Originally discovered in Israel in 1964, the intricate seal was suspected all along to belong to Queen Jezebel, but confusion over the letters engraved on the stone left some uncertainty. Recently, closer scrutiny of the seal's engraving revealed markings characteristic of royal objects.
"The lion-sphinx with female head and female Isis-Hathor crown, which is unique, this clearly points to a queen," said Marjo Korpel, an Old Testament scholar at the University of Utrecht who conducted the research.
The seal confirms that Jezebel, who eventually met a gory demise, was a powerful figure in the ancient world who conducted business independent of her husband.

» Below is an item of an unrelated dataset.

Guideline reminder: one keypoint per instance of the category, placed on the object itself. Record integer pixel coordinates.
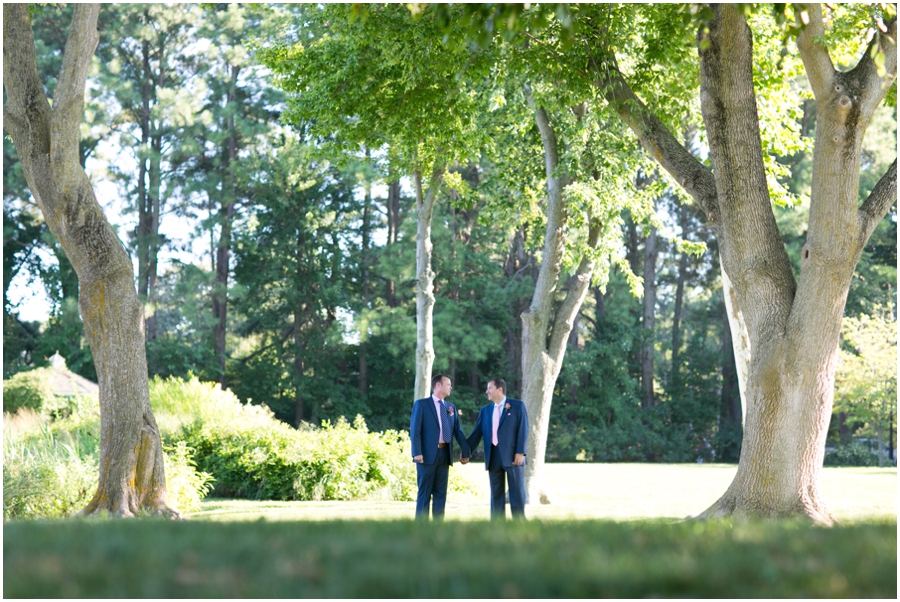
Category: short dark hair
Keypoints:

Complete results of the University of Utrecht study are published in a recent volume of the Journal for Semitics.
Royal symbols borrowed from Egypt
Jezebel, whose life in the 9th century B.C. is chronicled in the Bible, was married to King Ahab of Israel. As a Phoenician, the Queen was considered pagan and attempted to sway the people of Israel to abandon their God and accept her chief deity Baal, partly through forging her husband's seal on documents, according to the scriptures.
The Bible says nothing of her own seal, but archaeologists have long believed that the stone discovered in 1964 was Jezebel's, despite the ambiguity of the symbols and the name depicted on it.
Multiple icons on the seal, as well as its above-average size, indicate that it belonged to a queen, the recent investigations concluded.
"The lotus (below the Horus falcon) was a symbol of gender definition and refers to a female owner," Korpel told LiveScience, "[while] the winged sun disk was a well-known symbol of royalty in and outside Israel."
Other symbols on the seal also reinforce the connection to a monarch, such as the Horus and double-cobra, a figure probably adopted from Egypt, she said.
A misspelling of the name "yzbl"—the queen's moniker in ancient Hebrew—also had archaeologists confused. However, by comparing the seal to similar examples from the time, Korpel found that an upper edge that had broken off likely contained the two missing letters that would have correctly spelled Jezebel's name.
Pagan queen had power
With her own seal, Queen Jezebel was able to exert a powerful influence upon people around her, much like the Egyptian queens, Korpel said.
"The biblical texts already prove that she was a powerful woman. The queens in Egypt … all have in common their prominent roles in religion, politics and representational art, and their status as principal wife. This also seems to count for Queen Jezebel," said Korpel.
Unlike Egypt, however, Biblical Israel did not look favorably upon powerful women. Jezebel was ultimately perceived as a threat and foreign idol worshipper, accused of prostitution, murder and sorcery, and tossed from her window to be ravaged by dogs.